Last week, Check-6 attended the Offshore Well Control Conference here in Houston, Texas. The second year we've exhibit and presented at the event, this year Dan "Geezer" Gilkey presented Fighting the War on Human Error.
Gilkey, a former USMC AV-8B Harrier Instructor Pilot and Gulfstream Corporate Pilot, gave a compelling presentation on applying the best practices and lessons learned from the United States Marine Corps to the Oil & Gas industry. The struggles that the O&G industry is fighting are the exact same struggles in military aviation. Both industries are in the endless war on human error! Preventing human error is not just related to safety. While people are always our most valuable resource, human error consumes other valuable resources and is the perpetual enemy of performance and efficiency.
The lessons learned in military combat and aviation have a tremendous amount to offer to Oil & Gas, both in Human Factors training, and regulatory overcompensation. We have entered an era that will change the industry forever. Some safety practitioners feel that by piling on more policies and procedures into the organization, the organization will fix the people. Unfortunately, human error is inevitable and it’s personal. The only way to manage change a culture is through a systematic method of crosschecks, mutual support, and leadership.

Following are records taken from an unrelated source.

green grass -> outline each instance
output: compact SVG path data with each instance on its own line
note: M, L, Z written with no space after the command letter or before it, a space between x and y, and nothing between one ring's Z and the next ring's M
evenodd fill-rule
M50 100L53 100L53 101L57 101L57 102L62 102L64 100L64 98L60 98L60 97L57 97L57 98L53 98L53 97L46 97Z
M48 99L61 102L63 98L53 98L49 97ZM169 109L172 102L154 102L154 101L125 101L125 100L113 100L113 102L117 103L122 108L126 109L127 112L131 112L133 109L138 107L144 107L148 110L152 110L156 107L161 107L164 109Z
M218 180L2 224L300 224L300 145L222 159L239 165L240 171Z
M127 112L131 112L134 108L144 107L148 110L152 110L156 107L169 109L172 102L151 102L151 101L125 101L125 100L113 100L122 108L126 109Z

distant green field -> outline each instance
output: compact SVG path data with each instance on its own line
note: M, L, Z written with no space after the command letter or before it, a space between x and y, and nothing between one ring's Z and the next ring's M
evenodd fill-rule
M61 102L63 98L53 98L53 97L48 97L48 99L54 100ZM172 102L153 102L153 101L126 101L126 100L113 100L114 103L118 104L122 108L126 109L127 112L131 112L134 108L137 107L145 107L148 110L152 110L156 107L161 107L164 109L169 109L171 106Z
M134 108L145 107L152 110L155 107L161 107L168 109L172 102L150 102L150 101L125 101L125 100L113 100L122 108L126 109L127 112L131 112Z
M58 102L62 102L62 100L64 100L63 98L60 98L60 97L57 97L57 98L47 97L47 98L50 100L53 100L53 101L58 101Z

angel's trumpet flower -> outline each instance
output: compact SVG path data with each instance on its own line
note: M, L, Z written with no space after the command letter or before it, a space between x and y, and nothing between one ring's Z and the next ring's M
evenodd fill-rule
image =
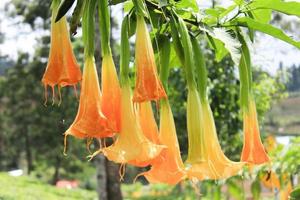
M121 87L121 131L115 143L98 152L116 163L143 163L155 158L164 147L144 136L135 116L129 84ZM95 153L95 154L96 154Z
M137 108L137 117L139 119L144 135L153 143L159 144L158 128L154 118L151 102L139 103Z
M140 126L142 128L142 132L144 136L152 143L154 144L160 144L159 138L158 138L158 128L157 124L153 115L153 110L151 107L151 102L142 102L137 104L136 109L136 117L138 119L138 122L140 123ZM153 164L153 162L156 160L156 158L152 160L148 160L146 162L137 162L137 161L131 161L129 164L132 164L134 166L138 167L146 167L150 164Z
M135 59L137 66L133 101L144 102L166 98L166 92L158 78L153 48L142 16L137 15Z
M150 183L175 185L184 179L185 171L168 100L161 103L159 139L167 148L162 150L151 169L143 175Z
M66 17L55 23L59 3L59 0L52 2L50 54L42 78L45 91L47 91L49 85L52 87L53 94L54 86L58 85L58 89L68 85L75 86L82 78L80 68L73 54ZM45 97L47 101L47 92L45 92Z
M257 121L256 106L252 95L252 74L250 52L243 36L238 35L242 43L242 56L239 65L240 95L243 111L244 146L241 161L249 164L262 164L270 159L261 142Z
M248 109L244 109L244 146L241 161L249 164L262 164L269 161L269 157L261 142L255 102L249 100Z
M84 64L80 102L76 118L65 136L78 138L103 138L114 135L109 120L101 111L101 91L93 57Z
M120 132L121 89L111 54L104 55L102 60L102 112L114 132Z
M198 92L192 90L189 92L187 109L189 155L186 162L188 177L199 180L216 180L236 175L244 163L233 162L222 152L207 100L200 101ZM192 118L195 112L201 115L199 121ZM196 123L199 124L198 127Z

The lessons learned in military combat and aviation have a tremendous amount to offer to Oil & Gas, both in Human Factors training, and regulatory overcompensation. We need to understand that we are human and will make errors. The only way to manage that fact is through a systematic method of crosschecks, mutual support, and leadership. Crosschecks are built on the knowledge of human behavior. If we know a human will fail under certain circumstances, we mitigate the circumstance through the use of standardized procedures and checklists. Mutual Support eliminates single point failures and adds another set of eyes to the job. A combat pilot never flies without his wingman! Mutual Support also implies a culture of continuous training and mentorship. Training frequency should not be measured in years, but in days. It should happen every day on every job.